Common Core’s Serious Flaws

Sandra Stotsky wrote a piece for the National Association of Scholars entitled “Revise or Reject: The Common Core’s Serious Flaws.”

Here is an excerpt she outlines some of the flaws:

First, the ELA standards have many flaws:

Common Core expects English teachers to spend at least 50 percent of their reading instructional time on informational texts at every grade level. It provides 10 reading standards for informational texts and 9 standards for literary texts at every grade level. (An informational text is a piece of writing intending to convey information about something, e.g., gravity, bicycles, nutrition.) However, there is no body of information that English teachers have ever been responsible for teaching, unlike science teachers, for example, who are charged with teaching information about science. As a result, English teachers are not trained to give informational reading instruction—by college English departments or by teacher preparation programs. They typically study four major genres of literature—poetry, drama, fiction, and nonfiction—and are trained to teach those genres.[1]

Common Core reduces opportunities for students to develop critical (analytical) thinking. Analytical thinking is developed in the English class when teachers teach students how to read between the lines of complex literary works. It is facilitated by the knowledge that students acquire in other ways and in other subjects because critical (analytical) thinking cannot take place in an intellectual vacuum. By reducing literary study in the English class, Common Core reduces the opportunity for students to learn how to do critical (analytical) thinking.[2]

Common Core’s middle school writing standards are developmentally inappropriate for average middle school students. Adults have a much better idea of what “claims,” “relevant evidence,” and academic “arguments” are. Most children have a limited understanding of these concepts and find it difficult to compose an argument with claims and evidence. This would be the case even if Common Core’s writing standards were linked to appropriate reading standards and prose models. But they are not. Nor does the document clarify the difference between an academic argument (explanatory writing) and persuasive writing, confusing teachers and students alike.[3]

Most of Common Core’s college-readiness and grade-level standards in ELA are empty skills. Skills training alone doesn’t prepare students for college-level work. They need a fund of content knowledge. But Common Core’s ELA standards (as well as its literacy standards for other subjects) do not specify the literary/historical knowledge students need. They provide no list of recommended authors or works, just examples of levels of “complexity.” They require no British literature aside from Shakespeare. They require no authors from the ancient world or selected pieces from the Bible as literature so that students can learn about their influence on English and American literature. They do not require study of the history of the English language. Without requirements in these areas, students are not prepared for college coursework.[4]
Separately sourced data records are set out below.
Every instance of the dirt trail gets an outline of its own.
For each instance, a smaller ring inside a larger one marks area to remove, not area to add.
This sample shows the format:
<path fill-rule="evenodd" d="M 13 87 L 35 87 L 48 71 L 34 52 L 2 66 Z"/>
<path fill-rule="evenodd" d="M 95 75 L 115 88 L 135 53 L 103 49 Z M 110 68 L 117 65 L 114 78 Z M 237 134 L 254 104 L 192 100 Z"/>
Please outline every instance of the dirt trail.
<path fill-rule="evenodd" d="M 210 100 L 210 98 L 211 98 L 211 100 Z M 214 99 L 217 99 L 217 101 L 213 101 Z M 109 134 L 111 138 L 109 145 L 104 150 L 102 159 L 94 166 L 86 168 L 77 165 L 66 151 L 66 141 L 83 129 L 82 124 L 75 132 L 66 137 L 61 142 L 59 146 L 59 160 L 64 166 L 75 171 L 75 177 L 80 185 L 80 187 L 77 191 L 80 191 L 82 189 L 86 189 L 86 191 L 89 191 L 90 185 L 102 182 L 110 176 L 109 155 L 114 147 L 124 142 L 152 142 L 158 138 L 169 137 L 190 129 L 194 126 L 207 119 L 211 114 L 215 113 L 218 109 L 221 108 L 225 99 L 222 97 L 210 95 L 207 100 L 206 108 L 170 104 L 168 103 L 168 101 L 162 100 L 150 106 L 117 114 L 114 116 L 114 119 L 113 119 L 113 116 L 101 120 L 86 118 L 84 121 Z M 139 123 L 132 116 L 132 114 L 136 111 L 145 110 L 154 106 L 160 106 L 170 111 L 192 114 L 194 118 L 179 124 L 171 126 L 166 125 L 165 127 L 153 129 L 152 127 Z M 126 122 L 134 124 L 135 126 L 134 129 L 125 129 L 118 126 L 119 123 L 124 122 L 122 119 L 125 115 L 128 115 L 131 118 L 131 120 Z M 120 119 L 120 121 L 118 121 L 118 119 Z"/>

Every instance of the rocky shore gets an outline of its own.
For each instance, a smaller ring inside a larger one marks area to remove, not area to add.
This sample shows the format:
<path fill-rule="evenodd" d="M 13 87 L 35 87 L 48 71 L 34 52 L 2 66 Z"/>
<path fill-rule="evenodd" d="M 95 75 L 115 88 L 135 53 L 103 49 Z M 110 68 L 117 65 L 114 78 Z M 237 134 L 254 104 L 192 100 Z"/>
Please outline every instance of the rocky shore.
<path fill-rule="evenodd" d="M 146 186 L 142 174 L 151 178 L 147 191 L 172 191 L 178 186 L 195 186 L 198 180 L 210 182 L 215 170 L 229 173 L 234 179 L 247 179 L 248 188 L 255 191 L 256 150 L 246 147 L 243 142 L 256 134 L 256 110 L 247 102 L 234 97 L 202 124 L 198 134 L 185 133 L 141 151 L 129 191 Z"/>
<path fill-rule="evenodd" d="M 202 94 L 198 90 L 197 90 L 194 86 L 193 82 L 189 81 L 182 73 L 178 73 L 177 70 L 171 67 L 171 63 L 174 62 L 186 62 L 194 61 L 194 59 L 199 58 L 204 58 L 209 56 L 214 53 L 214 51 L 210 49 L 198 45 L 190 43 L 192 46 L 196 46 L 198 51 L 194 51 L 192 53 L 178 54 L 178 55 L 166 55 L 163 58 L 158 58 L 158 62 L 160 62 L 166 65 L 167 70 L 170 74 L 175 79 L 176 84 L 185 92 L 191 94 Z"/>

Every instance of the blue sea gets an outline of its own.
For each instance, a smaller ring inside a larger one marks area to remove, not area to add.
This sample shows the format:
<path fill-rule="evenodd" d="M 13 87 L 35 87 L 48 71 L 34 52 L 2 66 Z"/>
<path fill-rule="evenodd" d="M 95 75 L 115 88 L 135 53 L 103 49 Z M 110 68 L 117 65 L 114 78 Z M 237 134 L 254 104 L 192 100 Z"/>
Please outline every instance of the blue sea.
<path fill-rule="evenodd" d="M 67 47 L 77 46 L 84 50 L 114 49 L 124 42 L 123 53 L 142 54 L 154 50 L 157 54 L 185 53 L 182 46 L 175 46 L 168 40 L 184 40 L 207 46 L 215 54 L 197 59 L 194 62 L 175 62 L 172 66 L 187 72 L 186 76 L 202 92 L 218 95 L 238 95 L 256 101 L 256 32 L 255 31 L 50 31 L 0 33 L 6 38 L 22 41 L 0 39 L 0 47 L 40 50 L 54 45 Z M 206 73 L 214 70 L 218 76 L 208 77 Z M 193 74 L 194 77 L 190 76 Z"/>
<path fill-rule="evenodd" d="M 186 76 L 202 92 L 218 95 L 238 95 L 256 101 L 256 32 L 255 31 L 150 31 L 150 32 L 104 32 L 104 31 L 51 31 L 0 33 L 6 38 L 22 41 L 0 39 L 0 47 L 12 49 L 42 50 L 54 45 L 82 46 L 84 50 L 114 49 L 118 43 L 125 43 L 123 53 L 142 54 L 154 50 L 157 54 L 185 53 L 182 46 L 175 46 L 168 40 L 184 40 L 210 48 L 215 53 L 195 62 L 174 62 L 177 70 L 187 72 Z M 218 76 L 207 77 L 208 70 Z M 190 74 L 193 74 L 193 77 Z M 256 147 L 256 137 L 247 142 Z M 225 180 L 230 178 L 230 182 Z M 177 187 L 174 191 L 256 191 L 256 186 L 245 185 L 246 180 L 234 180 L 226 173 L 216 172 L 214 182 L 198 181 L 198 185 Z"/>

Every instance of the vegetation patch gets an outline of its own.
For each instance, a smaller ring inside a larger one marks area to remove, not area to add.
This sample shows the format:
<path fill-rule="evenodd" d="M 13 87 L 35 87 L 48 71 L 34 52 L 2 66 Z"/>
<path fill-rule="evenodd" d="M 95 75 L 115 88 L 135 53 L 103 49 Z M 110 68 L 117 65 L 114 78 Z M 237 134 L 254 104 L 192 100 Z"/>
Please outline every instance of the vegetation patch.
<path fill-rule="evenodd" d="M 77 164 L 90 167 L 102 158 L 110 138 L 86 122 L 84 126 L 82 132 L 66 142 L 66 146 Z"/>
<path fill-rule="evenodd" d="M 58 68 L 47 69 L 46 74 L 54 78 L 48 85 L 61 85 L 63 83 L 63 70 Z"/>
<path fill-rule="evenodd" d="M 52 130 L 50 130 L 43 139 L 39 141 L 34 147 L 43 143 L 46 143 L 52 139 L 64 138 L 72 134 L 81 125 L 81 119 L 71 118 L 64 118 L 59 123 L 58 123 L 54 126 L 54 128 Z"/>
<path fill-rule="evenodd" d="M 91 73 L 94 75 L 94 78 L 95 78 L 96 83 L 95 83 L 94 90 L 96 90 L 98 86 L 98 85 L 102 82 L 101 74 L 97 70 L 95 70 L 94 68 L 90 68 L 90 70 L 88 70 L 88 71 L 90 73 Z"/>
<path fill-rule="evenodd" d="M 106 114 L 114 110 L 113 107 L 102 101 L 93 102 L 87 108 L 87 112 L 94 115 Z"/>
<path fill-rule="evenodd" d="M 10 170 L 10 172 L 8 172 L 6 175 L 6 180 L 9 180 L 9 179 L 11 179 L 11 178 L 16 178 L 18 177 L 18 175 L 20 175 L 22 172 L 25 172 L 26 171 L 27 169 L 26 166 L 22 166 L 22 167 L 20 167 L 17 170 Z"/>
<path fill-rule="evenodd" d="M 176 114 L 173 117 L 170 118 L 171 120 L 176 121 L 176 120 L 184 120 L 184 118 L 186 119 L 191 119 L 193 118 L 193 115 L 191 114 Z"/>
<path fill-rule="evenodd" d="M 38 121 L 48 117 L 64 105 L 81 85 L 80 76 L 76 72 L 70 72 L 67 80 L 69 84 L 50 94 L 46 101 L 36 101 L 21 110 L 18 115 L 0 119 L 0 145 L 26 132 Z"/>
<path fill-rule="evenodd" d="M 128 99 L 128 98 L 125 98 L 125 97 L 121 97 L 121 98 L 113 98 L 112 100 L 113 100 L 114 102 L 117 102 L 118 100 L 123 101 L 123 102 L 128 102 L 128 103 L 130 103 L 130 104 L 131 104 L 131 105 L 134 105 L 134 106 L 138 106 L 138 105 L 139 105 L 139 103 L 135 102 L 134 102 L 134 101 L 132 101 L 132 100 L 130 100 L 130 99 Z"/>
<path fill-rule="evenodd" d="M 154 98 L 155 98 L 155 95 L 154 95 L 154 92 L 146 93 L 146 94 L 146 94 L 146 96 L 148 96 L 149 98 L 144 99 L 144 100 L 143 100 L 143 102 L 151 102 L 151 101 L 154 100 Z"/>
Common Core’s Mathematics standards also have serious flaws.

Common Core does not complete the teaching and use of the standard algorithms of arithmetic until grades 5-6.[5]

Common Core defers the study of many Algebra I concepts to grade 9. This makes it difficult for mathematically able students to complete an authentic Algebra I course in grade 8. As the 2013 NAEP results indicate, over 30% of 13-year-olds nationwide take Algebra I, a percentage that has been increasing regularly since 1970.[6]  This percentage will decrease rapidly if schools choose not to make it possible for able students in mathematics to accelerate in grades 5, 6, and 7 so they can take an authentic Algebra I course in grade 8 and if grade 8 students who have completed Algebra I are not allowed to take an end-of-course Algebra I test at the end of grade 8.